Land for Maine's Future 2020
The land bond bill to provide additional funding for the Land for Maine’s Future program was not acted on in the 2019 legislative session and has been carried over to the current session in 2020.
In spring 2019, the Maine Land Conservation Task Force released recommendations to the Legislature and Governor Mills' administration about the future of Land for Maine’s Future (LMF) and land conservation in Maine. Unfortunately, the land bond bill to implement the recommendations did not get passed during the 2019 legislative session. It is now pending in 2020. Read the Task Force’s draft report.
NRCM supports LD 911, a $75 million bond for LMF and a $20 million bond to support Maine’s State Parks.
$75 Million to Revitalize Land for Maine's Future
For more than 30 years, Land for Maine's Future (LMF) has helped to permanently protect Maine's forests, farms, and waters, making it one of the most popular programs in the state.

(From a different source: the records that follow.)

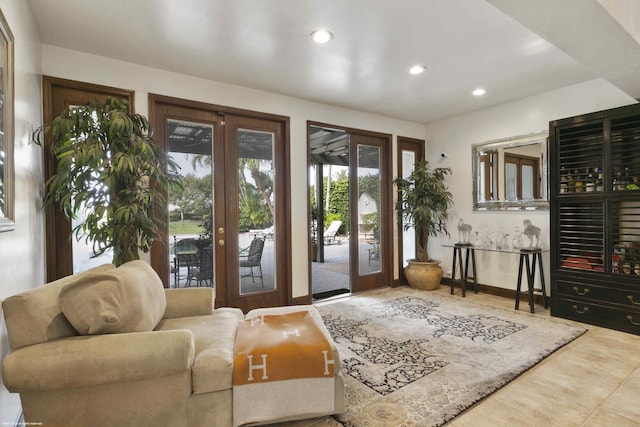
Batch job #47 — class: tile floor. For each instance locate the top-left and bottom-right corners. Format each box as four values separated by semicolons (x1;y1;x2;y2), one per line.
292;286;640;427
442;287;640;427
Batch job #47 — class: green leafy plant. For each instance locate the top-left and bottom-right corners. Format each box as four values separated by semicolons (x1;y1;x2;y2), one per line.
393;160;453;262
32;98;180;265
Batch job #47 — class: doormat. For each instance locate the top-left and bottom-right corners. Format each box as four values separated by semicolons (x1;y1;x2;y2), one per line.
313;288;351;299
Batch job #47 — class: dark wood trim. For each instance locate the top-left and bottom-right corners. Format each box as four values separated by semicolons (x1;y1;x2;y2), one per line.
42;76;135;282
149;93;290;124
392;136;426;286
149;93;292;308
306;120;393;295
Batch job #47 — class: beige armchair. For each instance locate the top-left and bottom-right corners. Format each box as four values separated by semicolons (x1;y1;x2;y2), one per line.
2;261;343;427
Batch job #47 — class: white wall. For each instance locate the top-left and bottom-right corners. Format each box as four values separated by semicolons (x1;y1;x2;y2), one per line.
43;45;425;297
427;79;635;292
0;0;44;424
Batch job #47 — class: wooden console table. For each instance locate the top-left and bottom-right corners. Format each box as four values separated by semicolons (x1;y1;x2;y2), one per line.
442;243;549;313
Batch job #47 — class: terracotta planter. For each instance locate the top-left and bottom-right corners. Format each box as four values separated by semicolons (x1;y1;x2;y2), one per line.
404;261;442;291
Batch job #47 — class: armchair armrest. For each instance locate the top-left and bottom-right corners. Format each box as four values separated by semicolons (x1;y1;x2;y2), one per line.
2;330;195;392
163;287;213;319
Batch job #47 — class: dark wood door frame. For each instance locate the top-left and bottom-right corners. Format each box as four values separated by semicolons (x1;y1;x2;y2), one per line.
42;76;134;282
307;120;394;295
394;136;425;286
149;94;292;311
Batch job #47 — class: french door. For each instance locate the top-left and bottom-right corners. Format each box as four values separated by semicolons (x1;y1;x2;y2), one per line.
398;136;425;283
349;133;392;292
42;76;134;282
149;95;291;311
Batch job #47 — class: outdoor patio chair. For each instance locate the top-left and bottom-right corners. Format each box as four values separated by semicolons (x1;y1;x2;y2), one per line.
323;221;342;245
240;237;264;287
186;246;213;286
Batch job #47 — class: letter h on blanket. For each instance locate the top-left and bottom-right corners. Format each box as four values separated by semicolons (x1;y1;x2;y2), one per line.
233;310;336;425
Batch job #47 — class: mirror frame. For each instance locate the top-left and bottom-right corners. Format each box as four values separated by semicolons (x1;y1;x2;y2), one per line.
471;130;549;211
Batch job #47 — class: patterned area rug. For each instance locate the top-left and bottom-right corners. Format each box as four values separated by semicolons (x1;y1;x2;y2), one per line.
318;287;585;427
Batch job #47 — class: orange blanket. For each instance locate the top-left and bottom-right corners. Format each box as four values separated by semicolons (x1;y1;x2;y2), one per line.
233;311;335;386
233;310;342;426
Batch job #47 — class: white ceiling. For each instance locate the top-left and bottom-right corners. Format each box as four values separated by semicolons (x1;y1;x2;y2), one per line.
28;0;640;123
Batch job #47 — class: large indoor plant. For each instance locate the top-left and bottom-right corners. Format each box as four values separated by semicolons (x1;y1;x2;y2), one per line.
33;98;179;265
394;160;453;289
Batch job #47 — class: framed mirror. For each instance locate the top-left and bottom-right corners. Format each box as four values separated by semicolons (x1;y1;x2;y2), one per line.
0;11;15;231
471;131;549;211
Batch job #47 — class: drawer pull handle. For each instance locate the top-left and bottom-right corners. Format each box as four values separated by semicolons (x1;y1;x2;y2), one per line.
573;304;589;314
627;314;640;326
573;286;589;295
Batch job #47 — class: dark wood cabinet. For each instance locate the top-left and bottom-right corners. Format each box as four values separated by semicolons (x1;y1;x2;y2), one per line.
549;104;640;335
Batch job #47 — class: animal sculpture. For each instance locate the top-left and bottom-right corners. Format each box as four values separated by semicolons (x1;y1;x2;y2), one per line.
458;218;472;243
522;219;540;248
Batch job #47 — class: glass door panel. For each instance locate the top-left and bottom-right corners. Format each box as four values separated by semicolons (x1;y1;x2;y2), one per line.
400;150;418;269
165;119;215;288
357;145;383;275
237;129;276;295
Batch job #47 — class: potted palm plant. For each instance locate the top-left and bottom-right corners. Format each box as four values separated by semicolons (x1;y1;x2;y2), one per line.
32;98;180;265
394;160;453;289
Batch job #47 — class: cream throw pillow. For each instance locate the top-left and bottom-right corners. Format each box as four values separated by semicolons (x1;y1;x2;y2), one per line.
58;261;167;335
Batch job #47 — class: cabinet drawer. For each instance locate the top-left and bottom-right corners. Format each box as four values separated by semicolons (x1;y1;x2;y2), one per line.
556;280;640;310
551;298;640;335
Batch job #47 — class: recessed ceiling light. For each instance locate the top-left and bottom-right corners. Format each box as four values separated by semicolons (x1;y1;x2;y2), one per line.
311;29;333;44
409;65;427;74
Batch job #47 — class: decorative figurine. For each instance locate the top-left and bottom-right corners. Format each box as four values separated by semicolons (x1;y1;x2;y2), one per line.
458;218;472;244
522;219;540;248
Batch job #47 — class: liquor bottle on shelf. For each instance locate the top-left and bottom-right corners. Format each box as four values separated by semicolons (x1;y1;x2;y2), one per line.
613;169;624;191
584;169;597;193
567;171;576;193
573;170;584;193
596;168;604;191
560;166;569;194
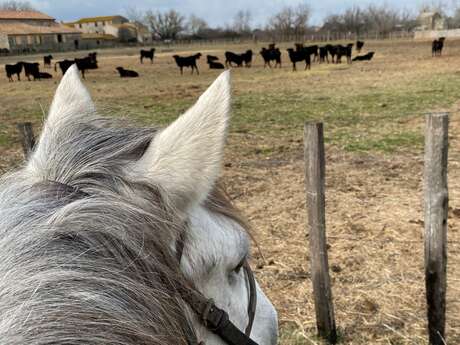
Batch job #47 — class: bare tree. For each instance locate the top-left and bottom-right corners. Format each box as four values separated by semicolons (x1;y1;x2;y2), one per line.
0;0;36;11
232;10;252;34
269;4;311;39
187;14;209;35
145;10;185;40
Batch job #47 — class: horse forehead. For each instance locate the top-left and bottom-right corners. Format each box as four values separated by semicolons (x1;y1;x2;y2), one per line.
189;206;249;257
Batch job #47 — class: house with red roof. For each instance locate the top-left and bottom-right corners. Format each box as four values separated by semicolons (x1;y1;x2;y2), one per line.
0;10;82;53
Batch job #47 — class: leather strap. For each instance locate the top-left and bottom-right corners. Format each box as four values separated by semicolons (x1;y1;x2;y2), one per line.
182;262;258;345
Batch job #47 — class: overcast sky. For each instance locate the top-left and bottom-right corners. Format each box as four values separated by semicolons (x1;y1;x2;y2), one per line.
27;0;460;26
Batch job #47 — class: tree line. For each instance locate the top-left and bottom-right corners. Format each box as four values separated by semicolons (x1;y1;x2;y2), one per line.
0;0;460;40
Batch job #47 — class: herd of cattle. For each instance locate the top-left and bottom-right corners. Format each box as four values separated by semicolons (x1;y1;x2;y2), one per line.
1;37;445;82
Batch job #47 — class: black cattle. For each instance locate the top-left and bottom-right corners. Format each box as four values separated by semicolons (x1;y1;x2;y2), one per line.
22;62;40;81
208;60;225;69
38;72;53;79
287;47;311;71
335;43;354;64
303;45;319;61
141;48;155;63
173;53;201;74
74;56;98;79
260;44;281;68
5;62;23;82
319;46;329;63
352;52;375;61
116;67;139;78
225;51;244;67
43;55;53;68
54;60;75;75
206;55;219;63
431;37;446;56
88;52;97;65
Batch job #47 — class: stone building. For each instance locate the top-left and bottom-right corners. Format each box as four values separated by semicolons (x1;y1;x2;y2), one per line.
0;11;82;53
66;15;149;43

Maine people know that conserving Maine's forests, waters, mountains, and farmland protects Maine's way of life while offering resilience in the face of climate change. Voters have consistently affirmed their support for LMF at the ballot box five times since 1987.
But because the LePage Administration opposed Land for Maine's Future between 2012 and 2020, Maine had years of missed opportunities and LMF funding ran out.

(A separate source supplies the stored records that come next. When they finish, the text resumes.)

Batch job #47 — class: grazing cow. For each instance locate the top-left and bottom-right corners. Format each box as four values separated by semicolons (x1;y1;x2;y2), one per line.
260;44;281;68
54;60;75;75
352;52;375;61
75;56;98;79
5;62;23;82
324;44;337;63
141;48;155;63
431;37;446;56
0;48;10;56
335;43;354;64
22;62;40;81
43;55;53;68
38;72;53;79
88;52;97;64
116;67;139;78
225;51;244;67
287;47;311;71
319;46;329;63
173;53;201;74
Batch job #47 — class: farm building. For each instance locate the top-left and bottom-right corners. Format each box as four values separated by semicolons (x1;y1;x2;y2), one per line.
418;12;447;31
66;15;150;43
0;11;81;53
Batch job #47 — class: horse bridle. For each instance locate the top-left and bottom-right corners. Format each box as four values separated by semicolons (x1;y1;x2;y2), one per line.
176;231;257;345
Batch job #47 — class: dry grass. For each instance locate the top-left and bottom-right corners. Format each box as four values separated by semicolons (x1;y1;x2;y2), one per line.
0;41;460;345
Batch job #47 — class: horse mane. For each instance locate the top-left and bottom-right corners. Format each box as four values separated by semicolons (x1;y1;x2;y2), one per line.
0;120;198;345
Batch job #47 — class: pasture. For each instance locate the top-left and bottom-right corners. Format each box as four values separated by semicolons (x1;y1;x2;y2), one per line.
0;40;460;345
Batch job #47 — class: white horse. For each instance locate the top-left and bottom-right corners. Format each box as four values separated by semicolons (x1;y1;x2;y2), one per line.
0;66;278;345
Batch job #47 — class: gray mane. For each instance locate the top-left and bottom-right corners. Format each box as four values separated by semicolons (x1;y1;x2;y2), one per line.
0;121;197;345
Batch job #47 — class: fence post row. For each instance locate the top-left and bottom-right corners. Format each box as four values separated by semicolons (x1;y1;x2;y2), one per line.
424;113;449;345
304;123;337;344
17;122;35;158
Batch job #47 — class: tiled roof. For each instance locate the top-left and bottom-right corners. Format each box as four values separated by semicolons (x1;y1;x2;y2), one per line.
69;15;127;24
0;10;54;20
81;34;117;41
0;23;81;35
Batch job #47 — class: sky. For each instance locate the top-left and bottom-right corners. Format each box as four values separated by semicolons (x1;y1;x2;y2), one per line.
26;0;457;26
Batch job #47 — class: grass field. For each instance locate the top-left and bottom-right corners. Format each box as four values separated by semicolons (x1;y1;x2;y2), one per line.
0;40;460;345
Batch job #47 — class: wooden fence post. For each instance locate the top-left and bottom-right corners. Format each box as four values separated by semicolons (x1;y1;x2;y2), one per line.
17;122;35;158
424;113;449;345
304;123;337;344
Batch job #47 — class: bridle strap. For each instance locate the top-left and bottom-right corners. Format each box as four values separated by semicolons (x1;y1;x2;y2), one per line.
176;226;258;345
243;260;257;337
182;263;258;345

- A bold $75 million LMF bond will ensure that Maine can continue to protect its natural resources.
- A reliable, well-funded LMF program is the key to unlocking federal and private matching grants for land conservation.

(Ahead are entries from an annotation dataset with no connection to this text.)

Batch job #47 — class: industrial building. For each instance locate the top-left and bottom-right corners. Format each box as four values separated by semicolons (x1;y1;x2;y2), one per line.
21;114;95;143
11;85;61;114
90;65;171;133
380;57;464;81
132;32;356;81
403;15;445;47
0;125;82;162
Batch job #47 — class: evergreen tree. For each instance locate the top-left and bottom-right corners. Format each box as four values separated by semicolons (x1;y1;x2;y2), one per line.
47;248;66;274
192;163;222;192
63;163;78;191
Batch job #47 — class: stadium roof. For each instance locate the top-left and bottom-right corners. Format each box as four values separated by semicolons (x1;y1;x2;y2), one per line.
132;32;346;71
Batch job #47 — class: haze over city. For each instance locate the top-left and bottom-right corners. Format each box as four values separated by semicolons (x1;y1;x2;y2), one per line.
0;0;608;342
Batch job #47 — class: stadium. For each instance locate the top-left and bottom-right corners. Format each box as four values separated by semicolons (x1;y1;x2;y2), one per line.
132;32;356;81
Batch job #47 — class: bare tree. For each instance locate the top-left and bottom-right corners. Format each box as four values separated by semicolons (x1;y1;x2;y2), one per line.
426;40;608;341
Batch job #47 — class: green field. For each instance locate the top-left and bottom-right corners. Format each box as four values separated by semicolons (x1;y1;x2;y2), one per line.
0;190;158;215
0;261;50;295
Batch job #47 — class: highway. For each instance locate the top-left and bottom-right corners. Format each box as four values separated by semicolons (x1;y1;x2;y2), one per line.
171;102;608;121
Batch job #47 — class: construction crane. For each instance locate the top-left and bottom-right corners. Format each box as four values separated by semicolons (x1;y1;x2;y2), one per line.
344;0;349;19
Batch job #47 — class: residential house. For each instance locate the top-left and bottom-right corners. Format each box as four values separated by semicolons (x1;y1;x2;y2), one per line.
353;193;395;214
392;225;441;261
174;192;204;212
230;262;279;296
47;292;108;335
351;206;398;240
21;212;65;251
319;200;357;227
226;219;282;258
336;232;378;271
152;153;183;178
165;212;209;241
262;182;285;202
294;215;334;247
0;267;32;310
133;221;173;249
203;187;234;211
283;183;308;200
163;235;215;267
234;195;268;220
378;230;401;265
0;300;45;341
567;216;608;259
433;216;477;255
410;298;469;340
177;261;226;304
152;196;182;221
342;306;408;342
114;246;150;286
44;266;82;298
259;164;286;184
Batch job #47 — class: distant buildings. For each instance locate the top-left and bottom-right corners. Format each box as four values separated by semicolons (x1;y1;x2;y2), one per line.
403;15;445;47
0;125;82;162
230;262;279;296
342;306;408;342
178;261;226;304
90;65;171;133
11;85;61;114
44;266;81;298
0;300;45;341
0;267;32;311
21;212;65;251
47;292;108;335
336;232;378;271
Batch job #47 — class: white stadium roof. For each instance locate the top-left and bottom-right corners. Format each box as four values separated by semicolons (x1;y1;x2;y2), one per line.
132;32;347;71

- LMF funding supports all types of land conservation. From the globally significant forests of the North Woods to locally important lands in our communities, Maine's climate, forests, and people benefit from a strong LMF program.
- Investing in LMF means investing in Maine's forestry, farming, fishing, and tourism industries.
$20 Million to Support Maine's State Parks
Just as LMF can expand protections for Maine's forests, farms, and waters, we know that Maine needs to invest in lands currently under its stewardship.
A $20 million bond for State Parks will support repairs and new facilities. Given the current maintenance backlog, this is a step in the right direction to revitalizing Maine's State Park system.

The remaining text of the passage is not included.